Verschiedene Irrwege im Glaubensleben

Veröffentlicht am Veröffentlicht in Häresie

Ein Irrweg liegt immer dann vor, wenn JESUS, unser geliebter HERR und HEILAND, nicht mehr das Zentrum unseres Glaubens ist, sondern andere Dinge/Personen am Rande emporsteigen und mehr und mehr in die Mitte drängen. Am Ende ist man nicht mehr erfüllt vom HEILIGEN GEIST, sondern besessen von einer frommen Idee. So ist es z. B. bei den Katholiken mit ihrer „Allerheiligsten Jungfrau“ oder bei den Evangelikalen, bei denen es meist um Gemeindebau, sprich: Bau und Baufinanzierung eines Gemeindehauses geht.
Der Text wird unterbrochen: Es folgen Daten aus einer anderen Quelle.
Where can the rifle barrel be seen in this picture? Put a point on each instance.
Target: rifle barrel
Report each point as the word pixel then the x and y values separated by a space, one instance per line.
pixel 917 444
Aber auch kleine Hauskreise, weit ab von aller Ökumene, sind gegen fromme Irrwege nicht gefeit. Sie braten oft in der eigenen Soße: Familie, Ehe und Vermögensbildung. Doch GOTT hat die Gemeinde, wie auch die Ehe, als Hilfestellung eingerichtet, damit wir besser durchs Leben kommen: ICH will dir eine Gehilfin machen. Sobald die Ehe zum Selbstzweck wird, d.h. die Krücke zum Bischofsstab, ist der weite Horizont der hohen Berufung der Söhne GOTTES verloren gegangen; denn der Mensch ist nicht um der Ehe willen, sondern die Ehe ist um des Menschen willen geschaffen worden. Schon im Alten Bund lagerte sich das Volk kreisförmig um das Heiligtum. Die Mitte war nicht die Familie (wie bei den Evangelikalen), nicht der Mensch (wie bei den Humanisten), nicht seine Bedürfnisse (wie bei den Sozialisten), sondern die Herrlichkeit des HERRN.

Besonders junge Familien halten sich oft für den Nabel der Welt, nach deren Bedürfnissen sich die ganze Gemeinde auszurichten hätte.

Entschiedene Christen weihen dem HERRN immer das Beste: Die beste Zeit des Tages und die beste Zeit ihres Lebens.

Sie wollen etwas vom Sonntag haben, nachmittag ins Grüne und abends schöne Fernsehprogramme; darum soll die Versammlung auf den Vormittag verlegt werden, damit die Pampers-Brigade von der Welt nichts verpasse. Man will sich – so wurde mir schon ins Gesicht gesagt – den Sonntag nicht „versauen“ lassen. Ein Christentum, in dem der Glaube so auf Nebenschauplätze abgeschoben wird, kann man getrost vergessen.

Die Welt geht ins Opernhaus, die Pietisten ins Gemeindehaus und die Pfingstler in das Heilig-Geist-Vergnügung-Center. Allen ist gemein, dass sie etwas geboten bekommen wollen, also ein Event.

Entschiedene Christen weihen dem HERRN immer das Beste: Die beste Zeit des Tages und die beste Zeit ihres Lebens.